The enduring appeal of sticking out one’s tongue and shouting “Wassup!”

It’s back.  I guess enough time has passed for the culture to have gotten over its Wassup! overdose in 2000.

The latest viral video charts show Wassup2008 at number one and the original Budweiser Wassup ad climbing up the charts at number 11.  Oh dear!

I can remember emerging slightly shell-shocked from the editing suite after we filmed the first Wassup! spots.  I’d listened to the phrase constantly for a week and was understandably heartily sick of hearing it.  So when people would come up to me and tell me, months later, how sick they were of hearing the phrase, i would nod politely and, in my head, go “Tell me about it pal!”.  I was arguably the first Wassup! burnout.
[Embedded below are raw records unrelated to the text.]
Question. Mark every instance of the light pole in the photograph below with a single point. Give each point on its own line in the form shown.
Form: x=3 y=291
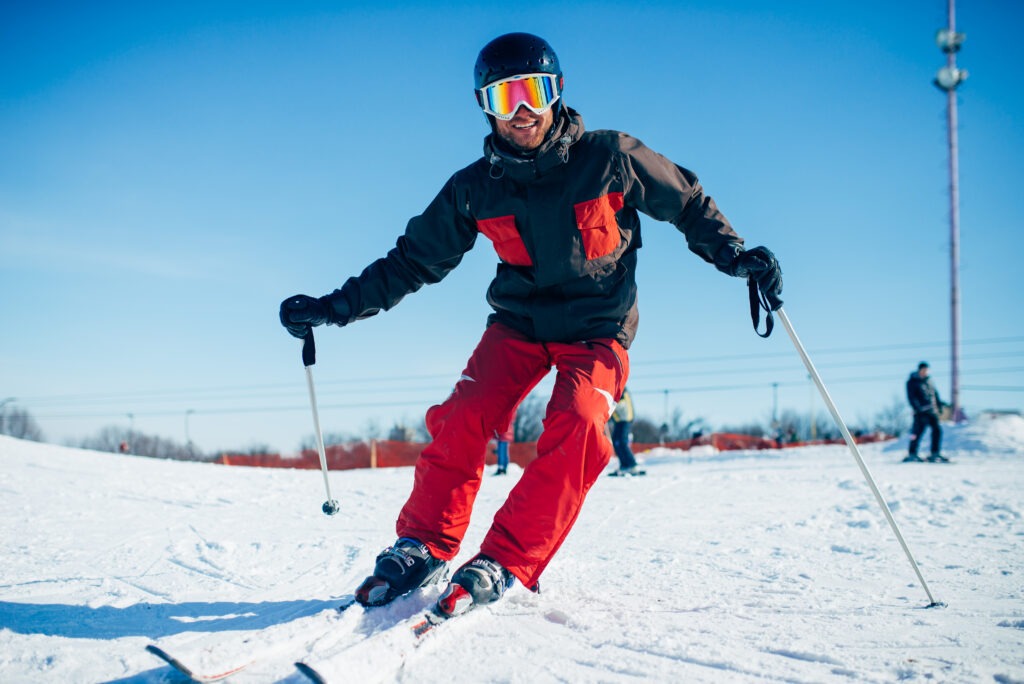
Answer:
x=187 y=438
x=3 y=414
x=946 y=80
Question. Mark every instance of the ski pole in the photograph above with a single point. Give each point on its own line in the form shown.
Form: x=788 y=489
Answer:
x=308 y=359
x=856 y=453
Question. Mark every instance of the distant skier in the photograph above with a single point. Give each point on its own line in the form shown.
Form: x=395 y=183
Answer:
x=924 y=399
x=622 y=427
x=561 y=208
x=503 y=440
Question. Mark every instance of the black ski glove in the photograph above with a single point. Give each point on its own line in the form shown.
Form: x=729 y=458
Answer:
x=761 y=264
x=300 y=313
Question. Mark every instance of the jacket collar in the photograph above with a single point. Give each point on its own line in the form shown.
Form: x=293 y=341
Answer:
x=553 y=152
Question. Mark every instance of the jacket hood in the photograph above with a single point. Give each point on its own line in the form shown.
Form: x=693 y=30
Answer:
x=554 y=152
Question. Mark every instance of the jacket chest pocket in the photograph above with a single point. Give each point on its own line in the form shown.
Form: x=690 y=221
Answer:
x=596 y=220
x=508 y=243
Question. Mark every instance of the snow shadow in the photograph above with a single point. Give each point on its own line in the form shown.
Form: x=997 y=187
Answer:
x=152 y=620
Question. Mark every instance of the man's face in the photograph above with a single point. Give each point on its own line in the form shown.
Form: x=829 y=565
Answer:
x=525 y=130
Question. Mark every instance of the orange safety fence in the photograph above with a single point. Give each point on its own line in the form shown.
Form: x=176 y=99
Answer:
x=390 y=454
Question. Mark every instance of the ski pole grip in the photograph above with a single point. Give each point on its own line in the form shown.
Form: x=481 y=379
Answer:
x=308 y=349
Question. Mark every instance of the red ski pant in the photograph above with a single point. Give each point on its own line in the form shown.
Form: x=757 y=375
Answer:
x=572 y=451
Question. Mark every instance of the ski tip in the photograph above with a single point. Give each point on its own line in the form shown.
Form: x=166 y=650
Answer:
x=311 y=674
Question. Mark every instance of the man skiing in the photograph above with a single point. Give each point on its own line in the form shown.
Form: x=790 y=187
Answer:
x=924 y=399
x=561 y=207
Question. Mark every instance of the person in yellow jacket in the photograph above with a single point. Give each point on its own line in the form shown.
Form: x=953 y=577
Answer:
x=622 y=428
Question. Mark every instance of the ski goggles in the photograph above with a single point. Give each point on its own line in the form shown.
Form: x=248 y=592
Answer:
x=536 y=91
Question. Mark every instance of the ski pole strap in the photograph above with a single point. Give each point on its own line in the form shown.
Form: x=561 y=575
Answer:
x=758 y=302
x=308 y=349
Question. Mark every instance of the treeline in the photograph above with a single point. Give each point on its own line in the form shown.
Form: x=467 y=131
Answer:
x=788 y=426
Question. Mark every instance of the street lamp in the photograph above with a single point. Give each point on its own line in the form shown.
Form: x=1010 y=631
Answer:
x=947 y=79
x=3 y=403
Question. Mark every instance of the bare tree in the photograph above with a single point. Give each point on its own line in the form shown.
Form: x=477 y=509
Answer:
x=118 y=439
x=18 y=423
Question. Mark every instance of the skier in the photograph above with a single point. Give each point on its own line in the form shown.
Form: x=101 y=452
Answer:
x=622 y=426
x=924 y=399
x=503 y=439
x=561 y=207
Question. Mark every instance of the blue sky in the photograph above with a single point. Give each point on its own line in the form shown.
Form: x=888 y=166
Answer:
x=169 y=175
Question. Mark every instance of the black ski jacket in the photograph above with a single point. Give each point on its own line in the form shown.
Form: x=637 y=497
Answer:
x=922 y=394
x=564 y=223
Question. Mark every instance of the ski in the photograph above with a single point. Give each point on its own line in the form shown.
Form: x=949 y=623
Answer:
x=374 y=654
x=216 y=659
x=188 y=672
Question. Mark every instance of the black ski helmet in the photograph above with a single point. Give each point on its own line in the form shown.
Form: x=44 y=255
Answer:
x=512 y=54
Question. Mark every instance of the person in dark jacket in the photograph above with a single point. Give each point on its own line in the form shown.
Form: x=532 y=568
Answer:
x=622 y=427
x=925 y=401
x=503 y=439
x=561 y=207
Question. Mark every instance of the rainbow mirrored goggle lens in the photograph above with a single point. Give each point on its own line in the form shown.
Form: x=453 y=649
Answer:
x=537 y=91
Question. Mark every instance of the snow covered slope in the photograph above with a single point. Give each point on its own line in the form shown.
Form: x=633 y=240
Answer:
x=715 y=567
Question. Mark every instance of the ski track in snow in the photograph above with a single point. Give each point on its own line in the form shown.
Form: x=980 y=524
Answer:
x=715 y=567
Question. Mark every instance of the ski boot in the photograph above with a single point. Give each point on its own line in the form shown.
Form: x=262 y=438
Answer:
x=632 y=471
x=479 y=582
x=400 y=568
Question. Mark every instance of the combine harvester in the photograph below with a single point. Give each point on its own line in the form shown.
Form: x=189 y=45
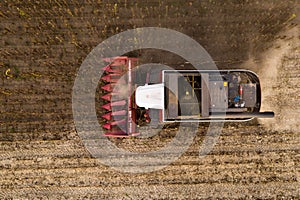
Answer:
x=135 y=98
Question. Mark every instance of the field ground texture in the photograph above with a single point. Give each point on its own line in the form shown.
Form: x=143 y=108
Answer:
x=43 y=44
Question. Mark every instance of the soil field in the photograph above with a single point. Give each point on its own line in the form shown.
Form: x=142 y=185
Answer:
x=42 y=45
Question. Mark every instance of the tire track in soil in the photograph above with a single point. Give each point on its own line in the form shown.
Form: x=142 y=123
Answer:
x=40 y=157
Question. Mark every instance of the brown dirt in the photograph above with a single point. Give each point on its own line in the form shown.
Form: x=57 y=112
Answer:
x=43 y=45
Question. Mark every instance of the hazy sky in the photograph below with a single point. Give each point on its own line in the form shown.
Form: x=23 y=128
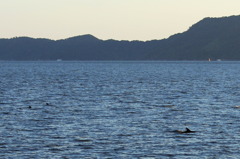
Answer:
x=107 y=19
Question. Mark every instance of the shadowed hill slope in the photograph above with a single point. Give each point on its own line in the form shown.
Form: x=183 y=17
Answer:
x=215 y=38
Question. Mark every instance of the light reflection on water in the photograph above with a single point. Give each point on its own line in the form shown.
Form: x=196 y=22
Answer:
x=119 y=109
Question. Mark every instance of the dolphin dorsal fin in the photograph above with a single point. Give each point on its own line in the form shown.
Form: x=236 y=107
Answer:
x=188 y=130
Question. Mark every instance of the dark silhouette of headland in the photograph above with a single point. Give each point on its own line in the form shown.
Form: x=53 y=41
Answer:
x=210 y=38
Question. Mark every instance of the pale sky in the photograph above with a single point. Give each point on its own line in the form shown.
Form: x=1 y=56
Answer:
x=107 y=19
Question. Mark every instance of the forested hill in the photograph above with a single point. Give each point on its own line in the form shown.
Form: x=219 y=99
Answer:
x=215 y=38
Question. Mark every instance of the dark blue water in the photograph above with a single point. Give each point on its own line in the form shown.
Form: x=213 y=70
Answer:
x=119 y=110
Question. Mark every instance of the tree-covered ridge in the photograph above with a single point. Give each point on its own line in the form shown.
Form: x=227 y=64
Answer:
x=215 y=38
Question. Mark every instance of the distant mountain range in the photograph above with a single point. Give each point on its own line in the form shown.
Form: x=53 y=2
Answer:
x=215 y=38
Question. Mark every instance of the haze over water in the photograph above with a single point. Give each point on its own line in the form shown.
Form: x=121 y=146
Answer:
x=119 y=109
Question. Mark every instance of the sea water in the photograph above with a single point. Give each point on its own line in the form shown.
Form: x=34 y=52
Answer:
x=119 y=110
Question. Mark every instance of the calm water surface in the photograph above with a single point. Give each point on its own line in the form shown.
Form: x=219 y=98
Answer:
x=119 y=110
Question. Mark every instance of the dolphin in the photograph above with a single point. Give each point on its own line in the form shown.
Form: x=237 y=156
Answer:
x=185 y=132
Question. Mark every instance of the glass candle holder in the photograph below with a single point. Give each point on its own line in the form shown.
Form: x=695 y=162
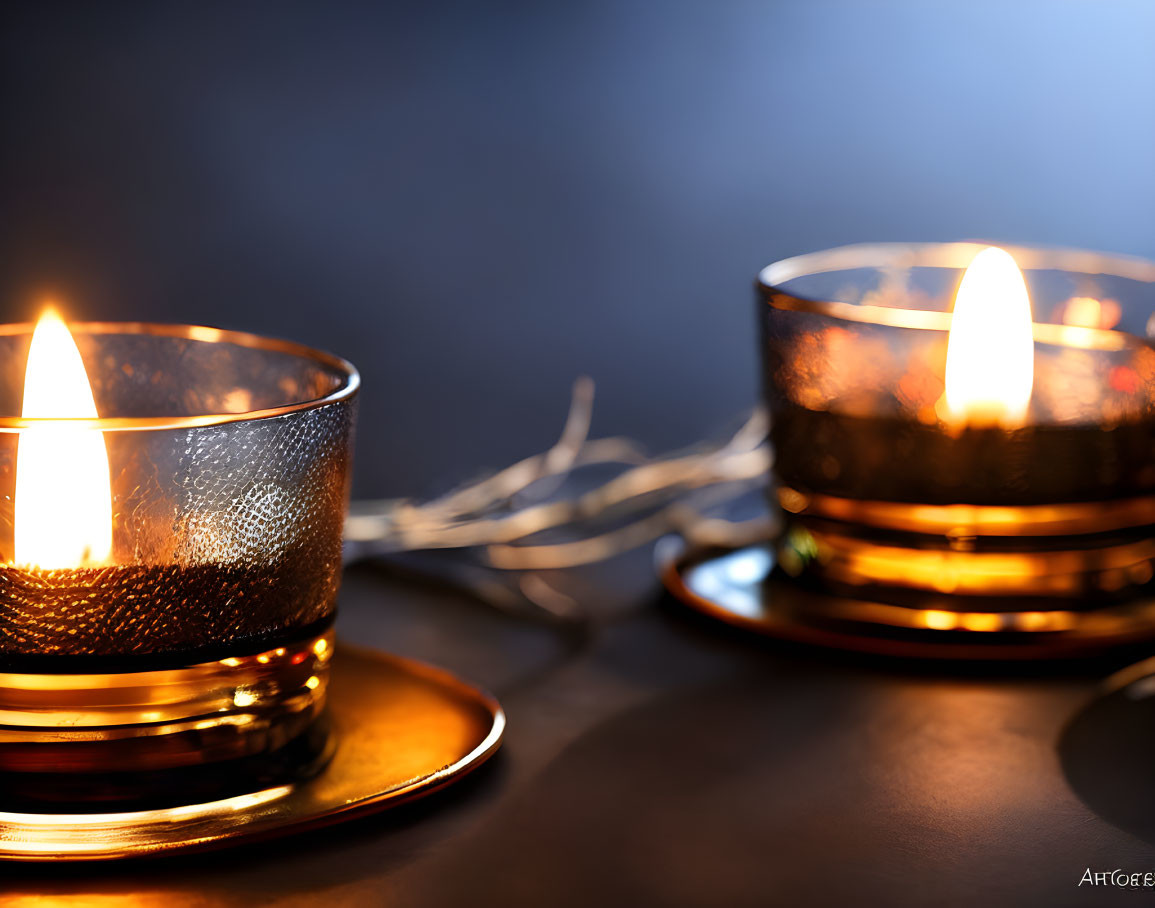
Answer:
x=918 y=523
x=201 y=645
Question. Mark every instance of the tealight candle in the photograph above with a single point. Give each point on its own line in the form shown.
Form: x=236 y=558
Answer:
x=959 y=446
x=170 y=522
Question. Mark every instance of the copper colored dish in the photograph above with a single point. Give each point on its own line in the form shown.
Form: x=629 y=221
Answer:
x=402 y=730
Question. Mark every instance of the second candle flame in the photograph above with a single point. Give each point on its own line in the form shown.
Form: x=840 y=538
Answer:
x=64 y=501
x=990 y=356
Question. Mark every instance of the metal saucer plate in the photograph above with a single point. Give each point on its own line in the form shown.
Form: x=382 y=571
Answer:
x=739 y=586
x=402 y=730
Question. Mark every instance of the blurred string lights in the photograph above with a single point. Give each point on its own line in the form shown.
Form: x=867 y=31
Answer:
x=507 y=528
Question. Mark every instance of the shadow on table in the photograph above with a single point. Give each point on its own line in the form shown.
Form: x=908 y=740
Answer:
x=1108 y=756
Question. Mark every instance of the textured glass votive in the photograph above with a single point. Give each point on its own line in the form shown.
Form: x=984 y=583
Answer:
x=1038 y=527
x=205 y=638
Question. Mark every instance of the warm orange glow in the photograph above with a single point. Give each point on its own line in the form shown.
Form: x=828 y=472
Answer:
x=64 y=504
x=990 y=357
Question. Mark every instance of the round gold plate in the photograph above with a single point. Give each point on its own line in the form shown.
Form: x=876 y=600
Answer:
x=402 y=730
x=739 y=586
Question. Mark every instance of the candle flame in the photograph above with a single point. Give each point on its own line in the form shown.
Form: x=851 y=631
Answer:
x=990 y=356
x=64 y=501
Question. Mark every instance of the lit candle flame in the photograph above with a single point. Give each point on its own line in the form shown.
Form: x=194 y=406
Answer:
x=64 y=501
x=990 y=355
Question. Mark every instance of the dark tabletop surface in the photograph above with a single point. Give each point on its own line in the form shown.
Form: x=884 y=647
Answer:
x=660 y=759
x=476 y=202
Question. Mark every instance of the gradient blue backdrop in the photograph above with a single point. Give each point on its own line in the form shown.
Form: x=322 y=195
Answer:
x=476 y=202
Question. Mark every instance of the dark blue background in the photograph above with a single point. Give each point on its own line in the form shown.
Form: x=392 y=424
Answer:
x=476 y=202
Like anything that is conspicuously successful, the whole Wassup! pop cultural phenomenon was written about and analyzed endlessly by the media at the time.  I recall being surprised about how blase i had become about being interviewed about the same thing over and over and over.  Lots of writers pointed out how the spots were great representations of male bonding etc…etc.

But for me the thing that made the whole thing work was much more basic.  And it was this.  When you screamed Wassuuuuuuup! a little bit of nervous energy left your upper body.  And you actually felt slightly better for saying it.  In much the same way that saying “IS NICE!!!” Borat-style is slightly cathartic.  It’s the same principle, physiologically speaking.

Go on, try saying both catchphrases.  You’ll feel better!